The Brain-Child That Looks Like Its Father

So I read this madly speculative, mostly light historical fantasy novel that leads through a chapter of pure tragedy and then speeds back into its predominant hopeful whimsical tone: The Impermanence of Lilies by Daniel Yeo. (When I get a new laptop the Amazon link will go here.)

What can I say? Yeo has a wild imagination. He's done a lot of reading; he's scrambled the facts that ought to underlie an historical novel. It's so easy to look up those facts on Wikipedia that I suspect he scrambled them deliberately to establish that his central character is an Unreliable Narrator. At what point will you stop wondering "Is this supposed to be a novel about a real person in history?" and start wondering "Is this Unreliable Narrator going to unmask as a lunatic, or just end this preposterous tale as the frantically romantic young man he seems to be?" If you like speculative fiction, read it and find out...it's a new book, and Yeo deserves encouragement.

When Jee Leong Koh sent it to me for review, I sent back a review based on my notes on (1) the first incredulous reading and (2) a second, fascinated reading. It's bizarre, it's surreal, it's the pick-up line to end all pick-up lines. It leaves me wondering what Yeo will do next.

A bright, modest young man from Singapore (whose name is not Daniel Yeo) read The Impermanence of Lilies too, made some observations that have more of a "literary" (and Singaporean) tone, and proposed a mash-up of his notes and mine. I thought his name ought to appear in the by-line too. He demurred. A higher percentage of the words in the mash-up came from my longer review.

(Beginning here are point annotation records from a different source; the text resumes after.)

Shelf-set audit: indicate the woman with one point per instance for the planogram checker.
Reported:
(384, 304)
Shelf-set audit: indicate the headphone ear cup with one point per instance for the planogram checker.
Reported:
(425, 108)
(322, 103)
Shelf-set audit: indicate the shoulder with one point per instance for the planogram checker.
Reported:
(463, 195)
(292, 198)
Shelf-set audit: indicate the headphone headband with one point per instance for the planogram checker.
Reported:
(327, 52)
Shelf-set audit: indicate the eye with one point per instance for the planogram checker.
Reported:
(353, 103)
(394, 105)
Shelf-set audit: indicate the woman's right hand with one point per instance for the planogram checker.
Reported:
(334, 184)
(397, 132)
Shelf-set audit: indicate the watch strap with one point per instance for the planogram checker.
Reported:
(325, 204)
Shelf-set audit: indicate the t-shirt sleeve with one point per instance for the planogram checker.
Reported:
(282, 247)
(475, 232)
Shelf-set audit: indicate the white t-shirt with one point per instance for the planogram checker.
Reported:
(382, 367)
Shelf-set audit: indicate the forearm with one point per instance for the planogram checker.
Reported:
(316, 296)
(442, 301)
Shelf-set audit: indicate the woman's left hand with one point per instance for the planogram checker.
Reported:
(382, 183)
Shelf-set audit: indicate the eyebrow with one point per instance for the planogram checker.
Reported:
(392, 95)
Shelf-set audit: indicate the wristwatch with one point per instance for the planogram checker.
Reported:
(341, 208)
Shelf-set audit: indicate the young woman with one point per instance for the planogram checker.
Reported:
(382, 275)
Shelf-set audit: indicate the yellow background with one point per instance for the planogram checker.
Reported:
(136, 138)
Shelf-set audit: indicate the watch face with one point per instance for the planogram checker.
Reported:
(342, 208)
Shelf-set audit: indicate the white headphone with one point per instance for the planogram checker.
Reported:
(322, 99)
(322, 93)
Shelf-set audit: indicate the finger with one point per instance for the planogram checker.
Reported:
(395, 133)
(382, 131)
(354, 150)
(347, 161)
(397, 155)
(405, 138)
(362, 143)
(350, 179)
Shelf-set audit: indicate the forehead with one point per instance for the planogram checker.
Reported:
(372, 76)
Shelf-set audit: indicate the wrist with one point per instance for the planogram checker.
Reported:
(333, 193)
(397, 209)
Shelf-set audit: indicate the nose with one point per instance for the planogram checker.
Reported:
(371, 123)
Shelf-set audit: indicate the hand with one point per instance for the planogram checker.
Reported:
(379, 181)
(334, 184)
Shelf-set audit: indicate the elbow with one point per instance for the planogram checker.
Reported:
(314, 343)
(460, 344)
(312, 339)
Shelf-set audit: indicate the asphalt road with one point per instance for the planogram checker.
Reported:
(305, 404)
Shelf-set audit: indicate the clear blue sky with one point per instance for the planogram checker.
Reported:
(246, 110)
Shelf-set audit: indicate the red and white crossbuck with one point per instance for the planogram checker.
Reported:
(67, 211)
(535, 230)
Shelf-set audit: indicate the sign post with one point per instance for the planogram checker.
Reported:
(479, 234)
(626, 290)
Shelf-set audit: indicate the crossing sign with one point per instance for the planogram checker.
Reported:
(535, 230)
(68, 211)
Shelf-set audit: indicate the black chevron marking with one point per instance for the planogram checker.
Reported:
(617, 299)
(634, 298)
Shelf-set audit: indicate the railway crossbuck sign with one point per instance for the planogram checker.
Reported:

The resulting review is now live at https://singaporeunbound.org/blog/2020/4/15/titanic-singaporean-imagination .

It's mine, mostly, but it doesn't read like my voice. It doesn't read like an American voice. It has picked up a Singaporean accent. Well, why not, when the review is of a Singaporean book?

I can only compare the feeling of reading it to looking at a child, knowing it to be your own child, but seeing it, at times, as a miniature of its other parent.

Producing this little mental "baby" together with a man I've never met, while I've been mostly isolated in Virginia and he's been isolated in New York City, was fun; I'd do it again.